With the Transparency Register and Financial Information Act (TraFinG), the transparency register has become a full register.
Previously, it was not necessary to enter certain information in the transparency register if it resulted from other registers. For example, it was not necessary to enter the beneficial owner of a limited liability company (GmbH) if this was derived from the list of shareholders filed in the commercial register. In principle, the beneficial owner is any natural person who directly or indirectly holds more than 25 per cent of the capital shares or voting rights of a company or exercises control over the company in question in a comparable manner.
And in the event that there was no beneficial owner, it was not necessary to enter the board of directors or the management in the transparency register as so-called fictitious beneficial owners.
This has changed.
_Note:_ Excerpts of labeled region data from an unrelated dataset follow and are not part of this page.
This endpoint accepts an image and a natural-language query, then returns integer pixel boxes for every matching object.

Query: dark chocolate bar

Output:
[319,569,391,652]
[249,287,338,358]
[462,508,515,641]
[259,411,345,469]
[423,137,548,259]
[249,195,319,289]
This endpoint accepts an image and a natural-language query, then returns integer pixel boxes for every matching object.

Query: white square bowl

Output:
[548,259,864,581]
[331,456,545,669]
All companies and associations, irrespective of their legal form, must now enter all information in the transparency register that previously did not have to be reported because it could be taken from other registers, such as the commercial register.
This applies above all, but not exclusively, to companies in which the members of the board of directors or management are deemed to be fictitious beneficial owners. Furthermore, limited liability companies that have a beneficial owner must now add this person to the register. It should also be noted that whenever there is a change in the composition of the board of directors or management or in the data subject to registration (e.g. place of residence or surname), the entry in the transparency register must be updated.
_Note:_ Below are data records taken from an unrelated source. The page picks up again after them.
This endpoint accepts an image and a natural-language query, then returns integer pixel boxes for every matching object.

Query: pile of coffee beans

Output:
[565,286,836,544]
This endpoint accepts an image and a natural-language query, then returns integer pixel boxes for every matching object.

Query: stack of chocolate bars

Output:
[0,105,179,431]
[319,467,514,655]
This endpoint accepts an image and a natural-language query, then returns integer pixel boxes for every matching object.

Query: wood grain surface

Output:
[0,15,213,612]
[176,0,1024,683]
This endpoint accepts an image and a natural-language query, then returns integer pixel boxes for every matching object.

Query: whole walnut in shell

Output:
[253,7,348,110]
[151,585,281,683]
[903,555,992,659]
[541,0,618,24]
In doing so, the updating of the corresponding entries in the commercial register should not be forgotten. Many transactions, such as a change in the personnel of the board of directors or management, or even just a change in the place of residence of a member of the board of directors or management, now entail an obligation to update both the transparency register and the commercial register.
Listed companies (i.e. listed on an organised market) and their subsidiaries are now also subject to reporting requirements. The previous exception, according to which listed companies were always deemed to have fulfilled the obligation to notify the transparency register, has been deleted without replacement.
The following transitional periods apply to companies or associations that have become subject to the reporting obligation as a result of the amendment to the law, within which the notifications that were not previously required must be made subsequently:
|Legal form||Expiry of the transitional period|
|AG, SE, KGaA||31 March 2022|
|GmbH, cooperative, European cooperative, partnership||30 June 2022|
|In all other cases (in particular foundations, registered private companies)||31 December 2022|
Failure to comply with the reporting obligation may result in fines.
Companies and associations newly established as of the date of entry into force of the TraFinG do not benefit from the transitional provisions. They must report their data to the Transparency Register immediately after establishment.
This change in the law will lead to an increased administrative burden for many companies. On the other hand, the transparency register will now be much more informative. Until now, it has been very time-consuming, especially for limited liability companies, to determine the beneficial owner from the entries in other registers.